The city has not taken a serious look at the plan since the Durango City Council accepted it in 2011, said councilor Dick White.
Now, he is pushing for the city and county to update emissions data in the plan.
La Plata County set aside $10,000 to update the plan this year, but it may be premature because oil and gas companies must be in compliance with new regulations this year, county Commissioner Gwen Lachelt said in a meeting Thursday.
In addition, the results from a study of the methane hot spot over the Four Corners by the National Oceanic and Atmospheric Administration are not available.
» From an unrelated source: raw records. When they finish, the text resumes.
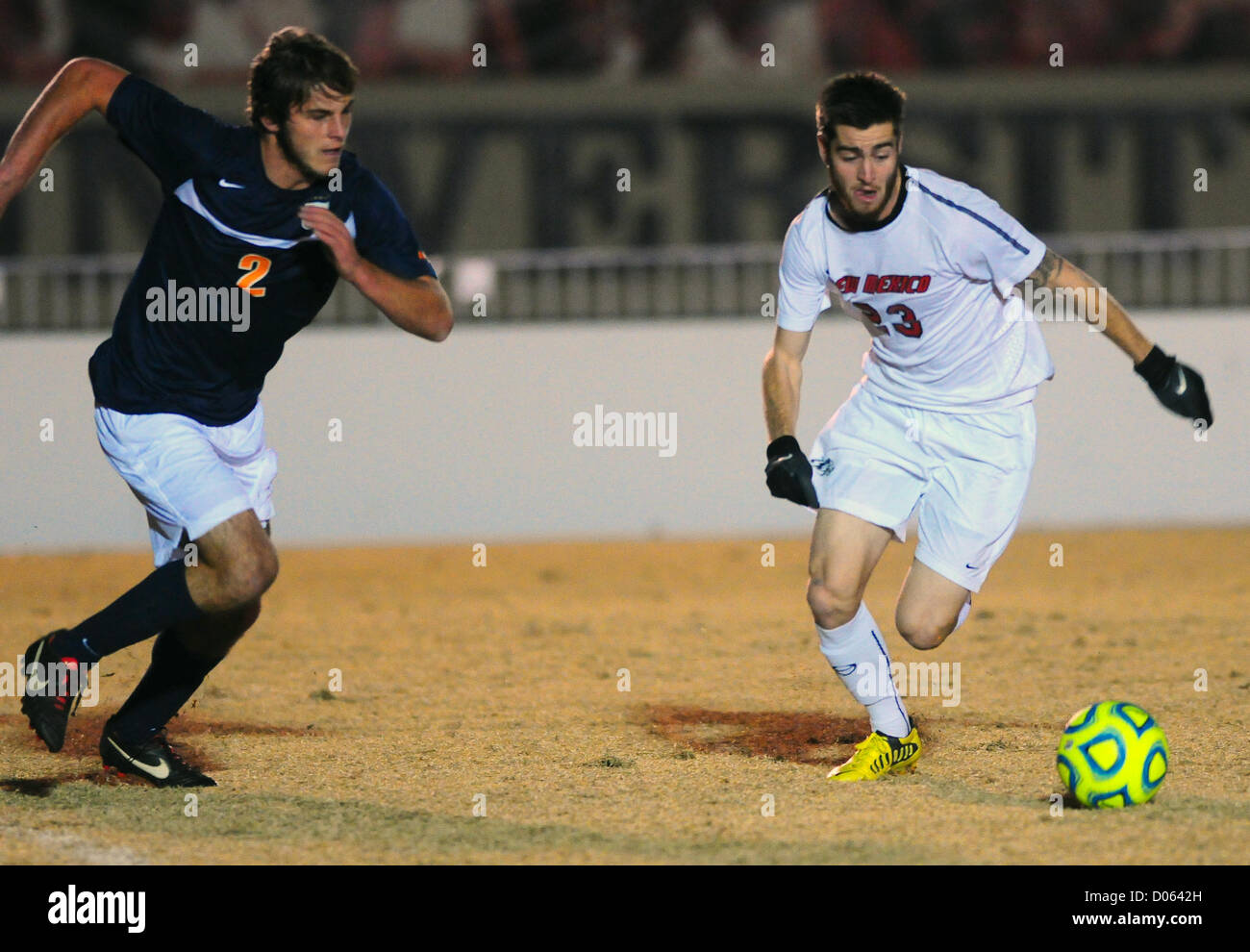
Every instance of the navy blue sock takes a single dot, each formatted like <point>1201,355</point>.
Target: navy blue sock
<point>159,601</point>
<point>167,684</point>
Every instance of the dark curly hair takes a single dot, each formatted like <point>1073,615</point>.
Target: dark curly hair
<point>294,63</point>
<point>859,100</point>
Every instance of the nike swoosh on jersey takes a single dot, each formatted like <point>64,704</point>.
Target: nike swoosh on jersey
<point>187,194</point>
<point>159,772</point>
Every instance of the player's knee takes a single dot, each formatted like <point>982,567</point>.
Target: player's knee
<point>248,576</point>
<point>833,605</point>
<point>923,633</point>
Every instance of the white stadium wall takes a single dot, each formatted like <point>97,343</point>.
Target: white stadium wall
<point>473,438</point>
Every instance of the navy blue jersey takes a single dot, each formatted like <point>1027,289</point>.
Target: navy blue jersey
<point>226,229</point>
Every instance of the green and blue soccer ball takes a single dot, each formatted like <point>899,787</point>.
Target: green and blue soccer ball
<point>1112,755</point>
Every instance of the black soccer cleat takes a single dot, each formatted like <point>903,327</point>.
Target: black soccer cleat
<point>54,688</point>
<point>153,760</point>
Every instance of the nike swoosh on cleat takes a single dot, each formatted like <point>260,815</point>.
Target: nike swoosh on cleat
<point>34,686</point>
<point>161,772</point>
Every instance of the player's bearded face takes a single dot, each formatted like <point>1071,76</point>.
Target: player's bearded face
<point>312,137</point>
<point>863,171</point>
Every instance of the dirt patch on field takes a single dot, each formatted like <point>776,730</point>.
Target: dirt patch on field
<point>637,702</point>
<point>796,736</point>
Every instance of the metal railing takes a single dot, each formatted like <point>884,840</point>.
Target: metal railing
<point>1176,268</point>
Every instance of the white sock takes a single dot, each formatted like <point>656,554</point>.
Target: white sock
<point>858,655</point>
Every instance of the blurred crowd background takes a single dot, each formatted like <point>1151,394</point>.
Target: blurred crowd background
<point>625,38</point>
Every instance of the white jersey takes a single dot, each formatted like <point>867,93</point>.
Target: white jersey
<point>933,285</point>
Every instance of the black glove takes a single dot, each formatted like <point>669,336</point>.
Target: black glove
<point>788,474</point>
<point>1178,387</point>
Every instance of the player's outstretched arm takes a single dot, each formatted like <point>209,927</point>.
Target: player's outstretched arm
<point>80,85</point>
<point>1178,387</point>
<point>417,305</point>
<point>788,471</point>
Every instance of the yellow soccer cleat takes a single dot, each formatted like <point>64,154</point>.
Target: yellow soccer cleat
<point>879,755</point>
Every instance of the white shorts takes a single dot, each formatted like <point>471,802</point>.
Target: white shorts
<point>188,476</point>
<point>966,472</point>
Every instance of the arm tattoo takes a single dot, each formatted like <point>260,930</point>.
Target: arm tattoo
<point>1044,274</point>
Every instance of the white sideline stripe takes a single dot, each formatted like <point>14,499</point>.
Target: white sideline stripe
<point>190,197</point>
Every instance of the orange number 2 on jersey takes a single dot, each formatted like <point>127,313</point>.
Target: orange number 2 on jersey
<point>257,267</point>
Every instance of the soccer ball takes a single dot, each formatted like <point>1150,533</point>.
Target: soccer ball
<point>1112,755</point>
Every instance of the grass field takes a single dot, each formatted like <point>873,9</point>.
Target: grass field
<point>496,689</point>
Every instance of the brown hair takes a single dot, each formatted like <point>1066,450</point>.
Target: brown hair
<point>294,63</point>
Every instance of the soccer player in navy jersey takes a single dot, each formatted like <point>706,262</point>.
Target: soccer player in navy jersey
<point>257,226</point>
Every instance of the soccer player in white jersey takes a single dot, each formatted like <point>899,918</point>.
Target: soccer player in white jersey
<point>941,422</point>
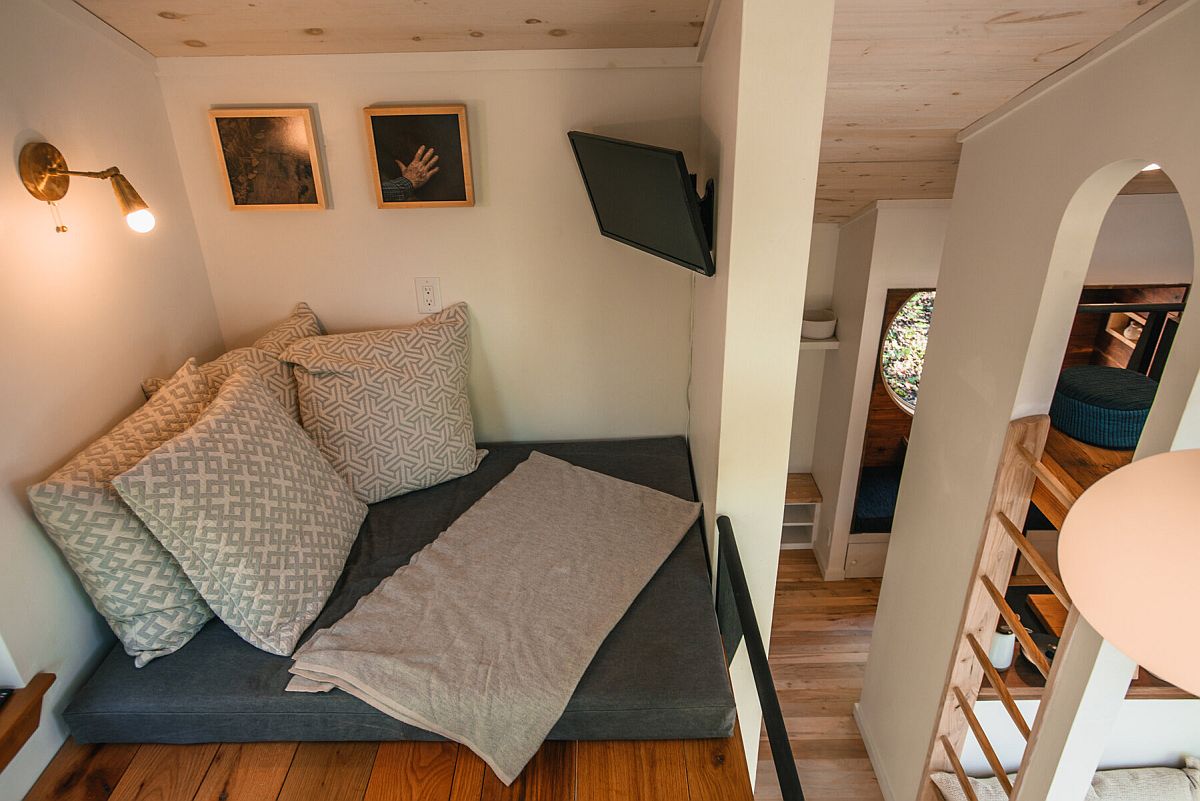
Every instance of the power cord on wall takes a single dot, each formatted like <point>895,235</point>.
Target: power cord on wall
<point>691,347</point>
The methane spot reported by NASA covers about 2,500 square miles and some natural seepage could be contributing to it.
Still, White would like to see the city and the county update emissions information from sources that are more controllable, such as waste and vehicles.
White and Lachelt agreed Thursday to work on a specific plan that both governments could revisit this year.
The city also is taking steps to increase its own efficiency and measure the town’s sustainability.
Since 2008, city operations have seen an annual average drop in energy consumption of 3 percent, and this is an area where city staff could make progress, said Amber Blake, transportation and sustainability director.
The city wants to install solar panels at the water treatment plant, but doing so would require the La Plata Electric Association’s board to make some policy changes, said Mary Beth Miles, assistant to the city manager.
City staff also will work with organizations across town to gather data on how the community as a whole is working to be more sustainable and apply at the end of the year for a national rating.
The rating requires data in eight areas, including buildings, the economy, climate and energy, and health and safety.
After staff members collect the data, they will set goals for improvement.
“Getting the metrics and getting the framework is where you really start,” White said.
While the city is working on these projects, the council decided to delay signing on to the Paris agreement. As part of the agreement, 196 countries agreed in December to combat climate change.
“There is no money in place to help with what we would be signing on to do,” Blake said.
But if the city pursues its current goals, it could be in a good position next year to sign on to the agreement, she said.